DESCRIPTION (provided by applicant) The DMA in the chromatin of a eukaryotic cell is highly packed and yet the information contained in the DNA must be made accessible, in a regulated way, to the cellular machinery that decodes it to make the proteins that are the main catalytic and structural components of the cell. The first step in this decoding process, transcription, is carried out by RNA polymerase which functions as a highly processive molecular motor that moves along the DNA template transcribing genetic information from DNA to messenger RNA. During transcription, RNA polymerase and other transcription factors must be able to access the DNA that is packed into nucleosomes and transcription is in part regulated by the accessibility of the DNA. Transcription in chromatin and its regulation must necessarily be highly kinetic processes involving directed molecular motions. Therefore, the long-term goals of our research are to understand on a kinetic and mechanical level (1) the many processes by which the DNA that is packed in nucleosomes is made accessible to RNA polymerase and other transcription factors, (2) how various RNA polymerases transcribe nucleosomal DNA, and (3) the functioning of the regulatory factors involved in these processes. In this project, we propose to use novel and powerful single molecule biophysical approaches that have been recently developed in the Pi's lab to make direct measurements of some of these molecular events. The specific aims of this proposal focus on the effects of chromatin remodeling machines on nucleosomal stability and DNA accessibility, how RNA polymerase overcomes the nucleosome obstacle, and the effects of transcription on nucleosomes. We expect our studies to make significant contributions to the understanding of transcription and its regulation in chromatin.

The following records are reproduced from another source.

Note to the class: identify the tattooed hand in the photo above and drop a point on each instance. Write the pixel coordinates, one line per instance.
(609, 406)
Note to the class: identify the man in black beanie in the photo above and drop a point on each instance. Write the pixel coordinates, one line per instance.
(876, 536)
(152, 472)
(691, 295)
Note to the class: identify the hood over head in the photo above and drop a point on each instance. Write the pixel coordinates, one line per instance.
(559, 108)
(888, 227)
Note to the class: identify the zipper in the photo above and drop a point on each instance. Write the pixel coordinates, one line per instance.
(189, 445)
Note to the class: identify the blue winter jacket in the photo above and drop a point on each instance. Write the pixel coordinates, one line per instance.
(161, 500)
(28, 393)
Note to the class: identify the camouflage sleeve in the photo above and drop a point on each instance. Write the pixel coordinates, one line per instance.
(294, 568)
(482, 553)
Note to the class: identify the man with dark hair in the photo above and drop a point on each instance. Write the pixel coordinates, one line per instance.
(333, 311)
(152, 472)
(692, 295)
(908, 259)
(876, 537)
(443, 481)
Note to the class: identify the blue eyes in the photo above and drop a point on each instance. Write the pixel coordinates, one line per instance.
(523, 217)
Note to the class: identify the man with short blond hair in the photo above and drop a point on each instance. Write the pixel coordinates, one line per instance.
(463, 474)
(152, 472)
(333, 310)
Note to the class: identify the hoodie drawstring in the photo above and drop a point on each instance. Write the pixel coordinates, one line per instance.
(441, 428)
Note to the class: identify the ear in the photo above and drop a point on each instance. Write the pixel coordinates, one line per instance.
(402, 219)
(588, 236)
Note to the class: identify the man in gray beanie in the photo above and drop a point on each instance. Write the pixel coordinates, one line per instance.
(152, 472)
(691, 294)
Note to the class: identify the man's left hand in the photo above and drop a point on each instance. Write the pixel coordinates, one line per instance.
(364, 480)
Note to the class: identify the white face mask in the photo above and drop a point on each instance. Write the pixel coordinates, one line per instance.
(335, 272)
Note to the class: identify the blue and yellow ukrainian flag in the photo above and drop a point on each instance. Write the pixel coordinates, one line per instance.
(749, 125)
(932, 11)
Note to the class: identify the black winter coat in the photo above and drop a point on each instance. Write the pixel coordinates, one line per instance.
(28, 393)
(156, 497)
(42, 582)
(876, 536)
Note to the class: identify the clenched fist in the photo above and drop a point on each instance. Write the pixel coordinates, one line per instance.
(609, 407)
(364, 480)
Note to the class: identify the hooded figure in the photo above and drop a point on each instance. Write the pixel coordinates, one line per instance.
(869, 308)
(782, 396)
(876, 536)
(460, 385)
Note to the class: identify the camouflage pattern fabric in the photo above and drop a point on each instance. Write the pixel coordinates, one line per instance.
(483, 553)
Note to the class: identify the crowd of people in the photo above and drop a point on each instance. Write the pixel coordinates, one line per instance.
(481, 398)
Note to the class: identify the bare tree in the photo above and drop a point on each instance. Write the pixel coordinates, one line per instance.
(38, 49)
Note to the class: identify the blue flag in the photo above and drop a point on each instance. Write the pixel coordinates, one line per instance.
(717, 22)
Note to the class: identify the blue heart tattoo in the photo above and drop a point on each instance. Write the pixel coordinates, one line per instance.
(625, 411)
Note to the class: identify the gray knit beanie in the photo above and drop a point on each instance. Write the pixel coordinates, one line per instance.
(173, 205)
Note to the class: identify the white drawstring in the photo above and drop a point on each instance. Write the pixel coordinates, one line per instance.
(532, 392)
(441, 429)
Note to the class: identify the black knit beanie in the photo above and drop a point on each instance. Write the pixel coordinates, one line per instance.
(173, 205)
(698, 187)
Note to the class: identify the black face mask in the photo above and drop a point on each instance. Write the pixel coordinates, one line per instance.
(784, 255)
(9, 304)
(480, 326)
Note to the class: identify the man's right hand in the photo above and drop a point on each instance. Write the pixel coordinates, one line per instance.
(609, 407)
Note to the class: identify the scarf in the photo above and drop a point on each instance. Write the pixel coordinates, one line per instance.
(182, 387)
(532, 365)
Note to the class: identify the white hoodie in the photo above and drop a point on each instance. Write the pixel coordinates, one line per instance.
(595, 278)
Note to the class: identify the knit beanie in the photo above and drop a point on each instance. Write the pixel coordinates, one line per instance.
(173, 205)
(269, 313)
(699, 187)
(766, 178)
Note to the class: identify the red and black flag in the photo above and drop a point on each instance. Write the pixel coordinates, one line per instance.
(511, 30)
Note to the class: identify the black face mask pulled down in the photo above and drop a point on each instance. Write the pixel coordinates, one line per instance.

描述（由申请人提供）真核细胞染色质中的DMA是高度包装的，但DNA中包含的信息必须以受调控的方式被细胞机器所接近，细胞机器将其解码以产生作为细胞的主要催化和结构组分的蛋白质。这个解码过程的第一步，转录，是由RNA聚合酶进行的，RNA聚合酶作为一个高度进行性的分子马达，沿着DNA模板移动，将遗传信息从DNA转录为信使RNA。在转录过程中，RNA聚合酶和其他转录因子必须能够接近包装在核小体中的DNA，并且转录部分地由DNA的可接近性调节。转录 染色质及其调节必然是涉及定向分子运动的高度动力学过程。因此，我们研究的长期目标是在动力学和机械水平上理解（1）RNA聚合酶和其他转录因子可以接近核小体中包装的DNA的许多过程，（2）各种RNA聚合酶如何转录核小体DNA，以及（3）参与这些过程的调节因子的功能。在这个项目中，我们建议使用Pi实验室最近开发的新颖而强大的单分子生物物理方法来直接测量这些分子事件。该提案的具体目标集中在染色质重塑机器对核小体稳定性和DNA可及性的影响，RNA聚合酶如何克服核小体障碍，以及转录对核小体的影响。我们希望我们的研究能对理解染色质中的转录及其调控做出重大贡献。